"Looks like we're in for stormy weather/With death and destruction coming through," sings Jarvis Cocker on "Heavy Weather", one of the better tracks from his first solo album. He's not joking: Jarvis is fraught with unease and brutal intimations of mortality - reflecting, perhaps, Cocker's own uncertain career position.
"Heavy Weather" was the first piece Cocker wrote after time spent providing material for the likes of Charlotte Gainsbourg, Marianne Faithfull and Nancy Sinatra. Indeed, "Don't Let Him Waste Your Time" was originally written for Sinatra. "You can kiss him where the sun don't shine, but baby, don't let him waste your time," sings Cocker, without quite disguising his own vested interest. It sets the somewhat jaundiced tone of the album, anticipating the end of civilisation ("It's the same, from Auschwitz to Ipswich") in "From A To I" and advising, "Don't believe it if I claim to be your friend, 'cos given half a chance, I know that I will kill again" in "I Will Kill Again".
Elsewhere, cartoons are criticised in "Disney Time" for the unrealistic expectations prompted by their idealistic moral code, while hedonism is depicted in "Tonite" as just another life of not-so-quiet desperation. Typically, Cocker's sympathies are for outsiders - the outsize reject "Big Julie", and even the "Fat Children" who "took my life", but whom he looks forward to haunting.
The only respite comes with the closing track "Quantum Theory", a blissful ambient ballad imagining that in some parallel dimension "somewhere, everyone is happy ... everything is gonna be all right".
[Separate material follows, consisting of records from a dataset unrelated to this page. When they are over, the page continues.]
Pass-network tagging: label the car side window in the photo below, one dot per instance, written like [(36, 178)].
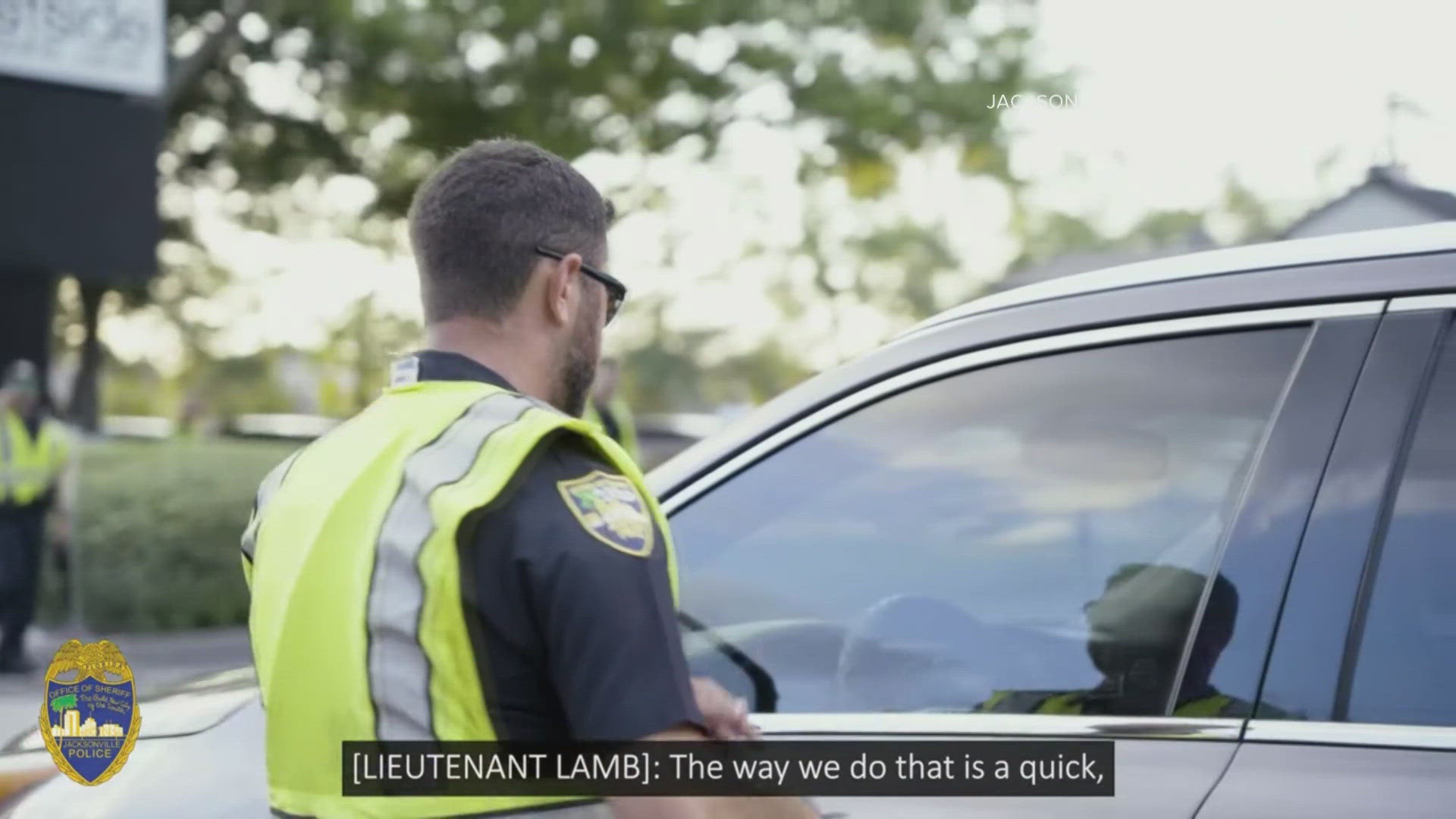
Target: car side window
[(1031, 537), (1405, 667)]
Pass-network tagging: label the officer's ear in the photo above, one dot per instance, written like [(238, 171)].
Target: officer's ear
[(561, 290)]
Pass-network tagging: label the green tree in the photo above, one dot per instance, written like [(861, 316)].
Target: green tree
[(277, 99)]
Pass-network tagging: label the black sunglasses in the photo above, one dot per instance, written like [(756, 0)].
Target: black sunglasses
[(617, 292)]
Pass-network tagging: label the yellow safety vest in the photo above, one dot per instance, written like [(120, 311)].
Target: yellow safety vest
[(30, 465), (357, 624), (626, 425)]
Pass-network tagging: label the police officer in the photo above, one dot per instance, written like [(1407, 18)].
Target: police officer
[(34, 453), (610, 411), (466, 558)]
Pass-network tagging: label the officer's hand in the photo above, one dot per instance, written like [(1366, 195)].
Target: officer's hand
[(724, 714)]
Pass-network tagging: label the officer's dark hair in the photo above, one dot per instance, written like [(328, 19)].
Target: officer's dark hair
[(476, 221)]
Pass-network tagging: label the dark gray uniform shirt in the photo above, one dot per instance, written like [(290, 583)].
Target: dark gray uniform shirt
[(573, 637)]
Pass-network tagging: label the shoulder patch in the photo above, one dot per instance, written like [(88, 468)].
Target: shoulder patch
[(612, 510)]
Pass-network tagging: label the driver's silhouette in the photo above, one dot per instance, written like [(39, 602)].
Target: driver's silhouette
[(1138, 632)]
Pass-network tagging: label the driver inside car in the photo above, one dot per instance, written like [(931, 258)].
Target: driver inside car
[(1138, 632)]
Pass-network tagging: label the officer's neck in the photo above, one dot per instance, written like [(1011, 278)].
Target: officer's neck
[(523, 360)]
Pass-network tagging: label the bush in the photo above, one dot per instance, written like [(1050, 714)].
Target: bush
[(158, 532)]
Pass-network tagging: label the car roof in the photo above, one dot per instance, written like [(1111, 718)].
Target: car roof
[(1343, 246), (1367, 264)]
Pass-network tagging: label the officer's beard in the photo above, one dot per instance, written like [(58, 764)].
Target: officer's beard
[(579, 368)]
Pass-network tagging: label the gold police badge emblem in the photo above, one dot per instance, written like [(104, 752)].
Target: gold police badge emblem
[(610, 507), (89, 719)]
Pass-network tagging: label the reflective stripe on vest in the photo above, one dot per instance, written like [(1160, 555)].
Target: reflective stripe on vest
[(30, 465), (357, 623), (398, 668)]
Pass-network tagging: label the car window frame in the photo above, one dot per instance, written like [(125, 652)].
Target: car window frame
[(1360, 315), (1332, 577)]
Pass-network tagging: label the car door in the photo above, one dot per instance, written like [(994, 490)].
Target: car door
[(1103, 518), (1357, 716)]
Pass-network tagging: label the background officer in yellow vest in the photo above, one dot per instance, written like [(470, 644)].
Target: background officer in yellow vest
[(610, 411), (468, 558), (34, 455)]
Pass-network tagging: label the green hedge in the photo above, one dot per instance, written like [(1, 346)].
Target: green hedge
[(158, 526)]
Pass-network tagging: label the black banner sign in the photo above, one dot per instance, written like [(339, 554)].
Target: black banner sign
[(731, 768)]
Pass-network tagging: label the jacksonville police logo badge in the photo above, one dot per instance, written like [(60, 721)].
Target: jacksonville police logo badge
[(610, 507), (89, 719)]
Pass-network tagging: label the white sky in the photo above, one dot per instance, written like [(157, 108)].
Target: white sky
[(1171, 98)]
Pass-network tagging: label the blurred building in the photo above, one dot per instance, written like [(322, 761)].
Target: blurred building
[(1386, 199)]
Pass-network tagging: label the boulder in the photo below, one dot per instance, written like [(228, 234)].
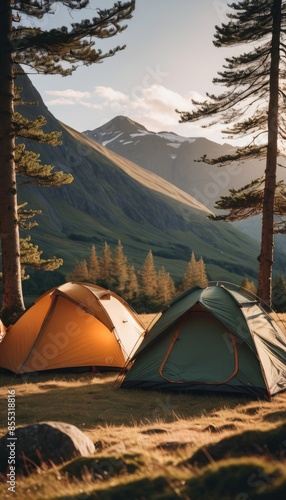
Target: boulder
[(44, 443)]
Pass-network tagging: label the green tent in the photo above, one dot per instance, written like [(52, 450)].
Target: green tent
[(217, 338)]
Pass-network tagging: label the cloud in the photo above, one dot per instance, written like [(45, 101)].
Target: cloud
[(69, 94), (153, 106)]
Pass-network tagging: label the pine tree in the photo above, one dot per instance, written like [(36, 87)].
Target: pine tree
[(31, 257), (202, 274), (195, 273), (165, 287), (248, 285), (253, 105), (58, 51), (148, 277), (120, 269), (79, 272), (279, 293), (106, 267), (148, 283), (93, 266), (132, 287), (190, 277)]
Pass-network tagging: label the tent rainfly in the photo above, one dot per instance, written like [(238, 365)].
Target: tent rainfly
[(217, 338), (73, 325)]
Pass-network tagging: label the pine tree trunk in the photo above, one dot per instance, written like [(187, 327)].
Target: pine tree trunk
[(267, 237), (12, 297)]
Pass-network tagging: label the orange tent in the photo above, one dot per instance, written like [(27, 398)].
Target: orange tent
[(73, 325)]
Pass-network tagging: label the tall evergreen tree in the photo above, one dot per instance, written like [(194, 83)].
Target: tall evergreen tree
[(202, 273), (165, 287), (253, 105), (148, 277), (79, 272), (132, 287), (120, 269), (279, 293), (58, 51), (93, 266), (106, 266), (246, 284)]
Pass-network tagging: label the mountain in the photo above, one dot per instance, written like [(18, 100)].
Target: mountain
[(113, 198), (175, 158)]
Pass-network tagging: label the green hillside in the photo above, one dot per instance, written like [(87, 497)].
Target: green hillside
[(112, 198)]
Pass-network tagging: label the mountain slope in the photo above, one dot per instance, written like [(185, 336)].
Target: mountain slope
[(174, 158), (111, 198)]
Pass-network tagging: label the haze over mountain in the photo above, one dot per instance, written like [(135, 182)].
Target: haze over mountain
[(112, 198), (175, 158)]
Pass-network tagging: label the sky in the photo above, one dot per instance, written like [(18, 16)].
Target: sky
[(169, 58)]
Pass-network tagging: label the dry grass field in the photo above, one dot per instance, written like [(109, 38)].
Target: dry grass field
[(151, 445)]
It can't help but seem rather too little, too late - which is not to say that the album doesn't have compensatory attractions even in its darkest moments, courtesy of the inventive musical settings conjured up by Cocker, Pulp bassist Steve Mackey, Mercury nominee Richard Hawley and Fat Truckers drummer Ross Orton. Hawley is typically sensitive, essaying his best Byrds jangle on "Heavy Weather" and a beautifully fluid retro twang on "Tonite", while Cocker employs a battery of keyboards, marimba and chimes - and even a vocal loop lifted from Tommy James and the Shondells - to colour his songs. The result may not be the masterpiece one might have hoped for, but it's a lot better than the last Pulp album, at least.